Al cumplirse los cinco años, le invité a un viaje a Campeche donde nos acompañaría mi mamá también. Después de visitar los fuertes, zonas arqueológicas, etc. un día fuimos a una zona maya abandonada, casi en ruinas. Tenía un cenote seco y la pirámide semiderruida. Mi madre se sentó a la sombra de un árbol. Mi padre cortó una vara fuerte y usándola como bastón me invitó a subir. Llegamos a la cúspide. Había una habitación con los típicos techos de arco Maya. Me pidió que guardara silencio porque escuchaba unas voces detrás de la construcción.

Con su habitual curiosidad fue a ver quién estaba. No había persona alguna. Lo ví notablemente cansado. Le comenté que ya habían pasado los cinco años que habíamos pedido de gracia. Y le inquirí si deseaba que pidiera más tiempo a lo que me contestó:

–¡No! Con cinco años estuvo muy bien. Hice lo que me faltaba hacer. Ya estoy cansado.

Regresamos y transcurrieron cuatro meses más. Un domingo fui a verlo. Jamás se quejó pero se notaba visiblemente adolorido. Nos sentamos al borde de la cama, tomé sus enormes volúmenes de albums de fotografías y dejamos transcurrir el día viendo fotos, haciendo comentarios chistosos de las mismas. Fue un viaje a través de su vida en imágenes.

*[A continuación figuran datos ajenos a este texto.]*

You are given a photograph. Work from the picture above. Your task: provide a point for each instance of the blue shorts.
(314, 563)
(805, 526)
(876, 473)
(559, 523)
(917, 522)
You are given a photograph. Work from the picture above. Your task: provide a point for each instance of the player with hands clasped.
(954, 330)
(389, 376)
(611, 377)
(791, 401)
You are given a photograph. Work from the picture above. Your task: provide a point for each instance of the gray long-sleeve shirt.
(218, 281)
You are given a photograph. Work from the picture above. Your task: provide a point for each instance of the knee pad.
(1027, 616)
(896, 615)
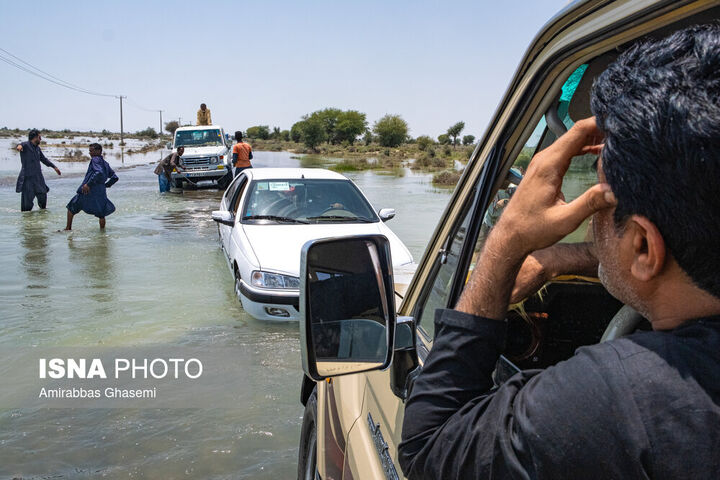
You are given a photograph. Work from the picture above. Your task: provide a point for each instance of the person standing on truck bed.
(242, 154)
(204, 115)
(165, 168)
(31, 183)
(645, 405)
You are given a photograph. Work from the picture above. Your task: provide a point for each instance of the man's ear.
(648, 248)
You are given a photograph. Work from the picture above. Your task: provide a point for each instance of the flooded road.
(156, 276)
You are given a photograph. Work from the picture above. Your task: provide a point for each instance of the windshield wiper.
(342, 217)
(274, 217)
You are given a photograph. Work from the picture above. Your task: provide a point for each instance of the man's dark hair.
(33, 133)
(658, 105)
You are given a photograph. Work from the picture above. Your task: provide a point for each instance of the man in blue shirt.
(91, 196)
(31, 183)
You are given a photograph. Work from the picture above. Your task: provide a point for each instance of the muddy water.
(156, 276)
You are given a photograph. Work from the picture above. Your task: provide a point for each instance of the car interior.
(570, 311)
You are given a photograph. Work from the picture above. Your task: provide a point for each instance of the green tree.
(455, 130)
(424, 142)
(147, 133)
(171, 126)
(296, 131)
(259, 131)
(391, 130)
(329, 118)
(313, 132)
(367, 138)
(349, 125)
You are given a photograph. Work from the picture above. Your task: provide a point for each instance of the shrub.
(391, 130)
(424, 142)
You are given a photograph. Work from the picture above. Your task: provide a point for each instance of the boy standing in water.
(91, 196)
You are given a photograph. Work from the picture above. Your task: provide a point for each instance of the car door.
(536, 109)
(230, 203)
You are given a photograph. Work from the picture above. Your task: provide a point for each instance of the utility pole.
(122, 142)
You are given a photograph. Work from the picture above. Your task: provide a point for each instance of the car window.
(242, 183)
(581, 176)
(230, 192)
(198, 138)
(307, 201)
(438, 295)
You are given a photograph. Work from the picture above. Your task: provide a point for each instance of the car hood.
(278, 247)
(204, 151)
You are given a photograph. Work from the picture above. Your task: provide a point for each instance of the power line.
(33, 70)
(47, 76)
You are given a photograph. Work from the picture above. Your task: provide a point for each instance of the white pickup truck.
(207, 155)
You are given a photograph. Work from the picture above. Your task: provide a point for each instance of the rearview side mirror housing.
(347, 306)
(386, 214)
(224, 217)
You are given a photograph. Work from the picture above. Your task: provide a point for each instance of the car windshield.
(306, 201)
(198, 138)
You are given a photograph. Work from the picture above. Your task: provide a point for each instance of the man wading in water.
(91, 196)
(31, 182)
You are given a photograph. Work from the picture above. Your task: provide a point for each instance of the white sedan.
(268, 214)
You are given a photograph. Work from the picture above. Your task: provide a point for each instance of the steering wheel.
(625, 322)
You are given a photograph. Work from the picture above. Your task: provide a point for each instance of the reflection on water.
(34, 241)
(92, 257)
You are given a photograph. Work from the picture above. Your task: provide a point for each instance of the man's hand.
(538, 216)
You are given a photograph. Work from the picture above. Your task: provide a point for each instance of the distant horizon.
(433, 63)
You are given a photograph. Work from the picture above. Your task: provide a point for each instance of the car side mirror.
(347, 306)
(386, 214)
(224, 217)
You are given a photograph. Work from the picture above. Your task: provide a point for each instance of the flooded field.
(155, 277)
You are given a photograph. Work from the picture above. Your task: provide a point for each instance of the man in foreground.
(91, 196)
(204, 115)
(31, 182)
(166, 166)
(242, 154)
(642, 406)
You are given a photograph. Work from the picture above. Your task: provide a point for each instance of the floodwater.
(156, 276)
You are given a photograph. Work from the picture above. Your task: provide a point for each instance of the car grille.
(196, 163)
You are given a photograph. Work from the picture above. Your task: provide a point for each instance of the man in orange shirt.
(242, 154)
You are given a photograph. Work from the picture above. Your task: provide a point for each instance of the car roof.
(199, 127)
(292, 173)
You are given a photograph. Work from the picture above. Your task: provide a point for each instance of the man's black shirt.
(643, 406)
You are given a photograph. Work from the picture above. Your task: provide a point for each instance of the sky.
(264, 62)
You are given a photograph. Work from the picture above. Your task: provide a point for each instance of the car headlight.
(274, 280)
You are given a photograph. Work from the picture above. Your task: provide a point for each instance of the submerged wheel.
(307, 457)
(237, 286)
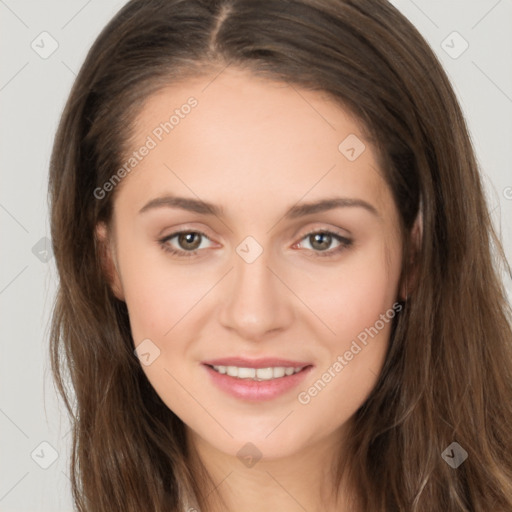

Debía yo regresar a la ciudad de México. Me despedí. Y dijo:

–Gracias. Perdóname por haber sido un Padre muy duro. Reconozco que fui muy estricto e injusto.

Se le humedecieron ligeramente los ojos.

Respondí: “Al contrario, gracias por haber sido como fuiste. Porque eso me formó mi carácter. Me ayudaste a tener la templanza para enfrentar los retos de la vida”.

Al día siguiente murió.

Una semana después me llegó una carta póstuma. Me reiteraba su gratitud.

Una llamada para pedir más años de vida a veces es muy oportuna. Si te conceden tu deseo podrás enmendar algunos de los muchos errores que has cometido por el natural atropellamiento de las emociones.

Al fin, ése tiempo lo puedes aprovechar para darte cuenta que la mayor parte de tu tiempo lo desperdicias sin gozar de quienes realmente amas.